One of my favorite bloggers, Jen Hatmaker, often speaks of what she calls, "after the airport." I love this phrase because it says it all. For over a year, we prayed, cried, prayed, and cried some more over our son who was halfway across the world.
It was a constant battle. It was a battle with the paperwork, it was a battle with the government and court system, and it was a battle with my heart. The process of adopting a child is the most impossible process. You sign up for this task that you are certain that Lord has set you on. You gather every single document imaginable to prove you aren't a crazy person. Then you send it off and wait for MONTHS to hear anything back. All this time, you know your child is out there somewhere and you don't even have a face to put with your prayers. Then, after almost six months, you get "the call."
"We have a 4 month old boy who needs a family."
Oh the rejoicing. The excitement, the midnight Skye calls to your family, the picture sharing. It's magic. Then you wait and wait and pray and pray and then...you get to go meet him. Except something goes wrong at court and you have to unpack your bags and cancel your flight and wait two more months before the judge can view your case and you grieve. Then you get "the call."

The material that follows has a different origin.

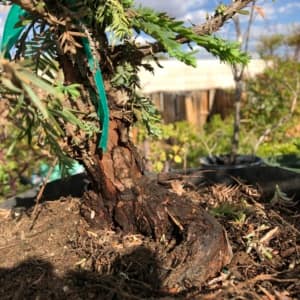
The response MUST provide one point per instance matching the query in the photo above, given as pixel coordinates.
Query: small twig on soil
(35, 214)
(268, 294)
(285, 222)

"You have to be in Ethiopia in five days."
Oh the rejoicing. We get to meet our precious baby and spend an entire week with him and kiss that face and squeeze that neck. Then you have to hand him back to the nanny and kiss him one more time and promise that you will be back for him and kiss him again and grieve.
Then you leave your child all the way across the world.
You come home a shattered person. You can't keep the tears from flowing. Everyone in your life is super supportive but can't really understand the heartbreak you are feeling. It will be 8 weeks before your paperwork even goes to Embassy for review. You wait and pray and cry. Then you get "the email."
"Your Embassy documents are ready to be submitted."
Oh the rejoicing. We are almost done. Now we just have to wait possibly months to be cleared by the US Embassy.
Finally, you get that last call. "You have been approved and you can go get your son."
Oh the rejoicing.
You fly across the planet one last time, grab up your son, spend some time bonding, attend Embassy and you are ready to be home.
The flight is impossible. The first flight is a 17 hour stretch, then a 5 hour layover, then a 2 hour flight, then an hour layover, then a 2 hour flight and finally you are a short 3 hour drive from home. As you come down the escalator, you see dozens of your friends and family holding signs and balloons and cheering. You can't wait to introduce your son to the rest of the world. All of those emotions are piling up and you feel like you could explode.
Then you come home. This is the "after the airport" part.
And it's just simple, sweet life. It has it challenges because your new baby isn't on our time zone yet and he doesn't like the baby food. Your other baby is super clingy because her mom and dad left her for ten days and then brought home a new kid. You wish you had 10 more hands to do everything that needs to be done in a day. It's super overwhelming but super awesome. All of the sleepless nights and the tears and the prayers melt away and you almost forget how devastating the past year has been and you play with your new little man who is learning to crawl and you watch your daughter give him kisses all over his face and life is sweet.